Normally a late riser, she’d set her alarm for 6:00 a.m. Thanksgiving morning in order to put the turkey in the oven so it could cook long enough (a time determined by a complicated formula derived by scientists at NASA, but later made obsolete by Butterball’s pop-up timer.) She would then spend the rest of the day sticking to a strict basting schedule.
When we were really little, every time she opened the oven to check the turkey (which was quite often) she’d start shrieking and screaming, claiming that it was trying to escape My brother Joe and I would come running into the kitchen just as she was closing the oven door, wiping her brow with an exaggerated sigh of relief. “Not quite done yet,” she’d say before shooing us back into the living room to continue watching the Macy’s Umpteenth Annual Thanksgiving Day Parade – a six hour snooze fest that she somehow always convinced us to watch.
Which is another area that Thanksgiving was clearly lacking – good TV specials.

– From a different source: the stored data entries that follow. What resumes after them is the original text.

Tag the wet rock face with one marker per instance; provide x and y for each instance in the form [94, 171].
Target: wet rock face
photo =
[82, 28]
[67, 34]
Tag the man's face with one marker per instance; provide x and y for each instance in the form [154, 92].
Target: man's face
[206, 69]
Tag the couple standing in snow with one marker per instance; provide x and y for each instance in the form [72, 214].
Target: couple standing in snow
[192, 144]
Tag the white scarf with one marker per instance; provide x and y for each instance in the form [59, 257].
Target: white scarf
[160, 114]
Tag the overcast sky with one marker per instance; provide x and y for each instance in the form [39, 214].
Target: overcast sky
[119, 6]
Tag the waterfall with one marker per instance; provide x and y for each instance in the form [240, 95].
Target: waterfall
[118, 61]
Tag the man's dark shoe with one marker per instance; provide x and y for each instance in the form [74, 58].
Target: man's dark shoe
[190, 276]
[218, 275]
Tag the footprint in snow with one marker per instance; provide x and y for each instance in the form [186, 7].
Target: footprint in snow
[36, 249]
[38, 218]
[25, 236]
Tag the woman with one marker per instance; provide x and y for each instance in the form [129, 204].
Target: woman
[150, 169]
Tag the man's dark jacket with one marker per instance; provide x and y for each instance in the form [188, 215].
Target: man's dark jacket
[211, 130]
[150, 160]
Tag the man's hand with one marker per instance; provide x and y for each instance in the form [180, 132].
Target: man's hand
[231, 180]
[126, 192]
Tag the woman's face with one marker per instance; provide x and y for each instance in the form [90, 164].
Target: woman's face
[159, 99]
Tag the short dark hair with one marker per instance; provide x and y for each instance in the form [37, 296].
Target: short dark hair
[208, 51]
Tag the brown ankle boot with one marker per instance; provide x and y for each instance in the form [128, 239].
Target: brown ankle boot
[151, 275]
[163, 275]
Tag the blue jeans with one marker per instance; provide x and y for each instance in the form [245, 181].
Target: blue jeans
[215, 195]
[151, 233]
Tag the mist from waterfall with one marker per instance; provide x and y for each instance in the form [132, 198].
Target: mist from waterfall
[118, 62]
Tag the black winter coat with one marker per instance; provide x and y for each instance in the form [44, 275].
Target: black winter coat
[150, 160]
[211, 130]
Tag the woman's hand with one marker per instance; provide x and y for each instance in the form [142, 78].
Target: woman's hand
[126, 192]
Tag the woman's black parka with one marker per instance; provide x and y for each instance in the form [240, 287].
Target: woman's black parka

Christmas had Frosty and Rudolph. Halloween had Charlie Brown. Thanksgiving had…balloons. An endless parade of big boring balloons, their tedious passing narrated by the likes of Lorne Greene, or some other washed-up celebrity, who would share “facts” about them as they floated by. We didn’t care that six people could swim in Snoopy’s supper dish or that Bullwinkle’s nose was so big you could park a Volkswagen in it. All we cared about was seeing Santa, who traditionally brought up the rear of the parade, ushering in the start of the real holiday season.

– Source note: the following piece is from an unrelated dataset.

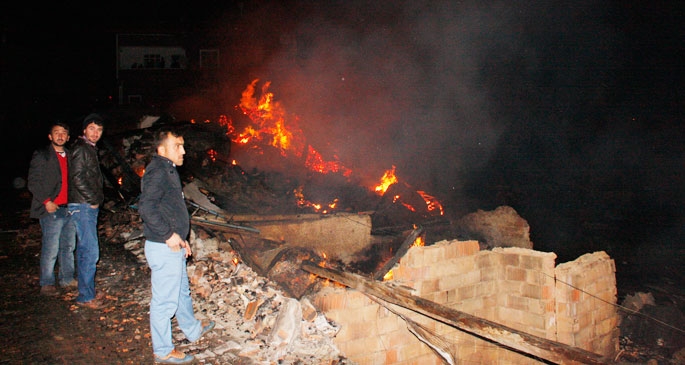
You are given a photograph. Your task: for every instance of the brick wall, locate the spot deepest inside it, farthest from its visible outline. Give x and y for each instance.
(519, 288)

But the star of Thanksgiving was dinner, which somehow always managed to coincide with half-time. Now most normal families start their feast with a prayer – seeing as how the whole reason for gathering was to give thanks for the food and so forth, but not us. When my mom would ask, “Who wants to say grace?” We’d all yell “Hulford!” - the last name of our neighbor, and the only Grace we knew.
But what we lacked in prayer, we made up for in toasting. We toasted everyone. Those who were at the table with us, and those who were no longer with us. We toasted the turkey, the stuffing, and even the bread, quite literally one year when my cousin, trying to clink a glass across the table, accidentally tipped a lit candle into the napkin-lined basket of rolls, setting them on fire. After the flames were extinguished, someone (I like to think it was me) held up a burnt roll and said, “Well, you did say you wanted to make a toast!”

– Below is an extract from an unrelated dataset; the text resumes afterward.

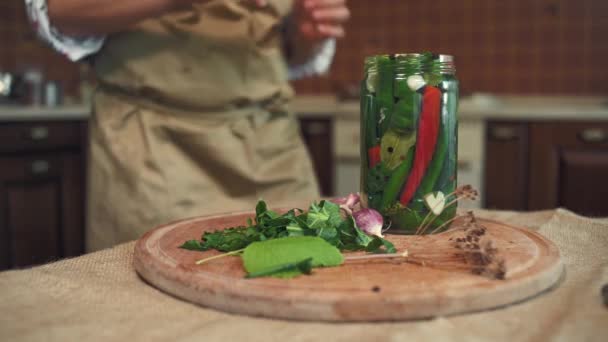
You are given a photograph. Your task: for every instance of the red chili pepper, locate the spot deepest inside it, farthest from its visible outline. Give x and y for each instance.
(428, 129)
(373, 155)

Yes, we had the traditional “kiddy table” but it was purely for logistical purposes. We never felt left out or unwanted, we knew that there was simply not enough room for everyone at the main table. And it didn’t really matter how old you were, if you were someone’s kid, you sat at the kiddy table. Therefore, graduating to the adult table didn’t have that rite of passage feel for us – if a seat opened up, it was only because someone had died (or even worse, was spending Thanksgiving with a girlfriend’s family!)
And while we could fill the seat of a departed loved one, we could never take their place. They brought something to the table that couldn’t be replaced. But we kept them alive by sharing stories and making toasts in their honor so that the new additions to the kiddy table will know what it was like to eat with Grampa, and George, Gramma Rose, Auntie, Uncle Paul, Bobby…
Now that I'm older, I've come to appreciate what a special holiday Thanksgiving really is. Looking back, as much as I liked getting them, I can’t recall a single Christmas gift any of my deceased relatives gave to me. But I do have countless memories of conversations and moments with them from Thanksgivings past – and I know now that it wasn't their gifts I was missing, it was their presence.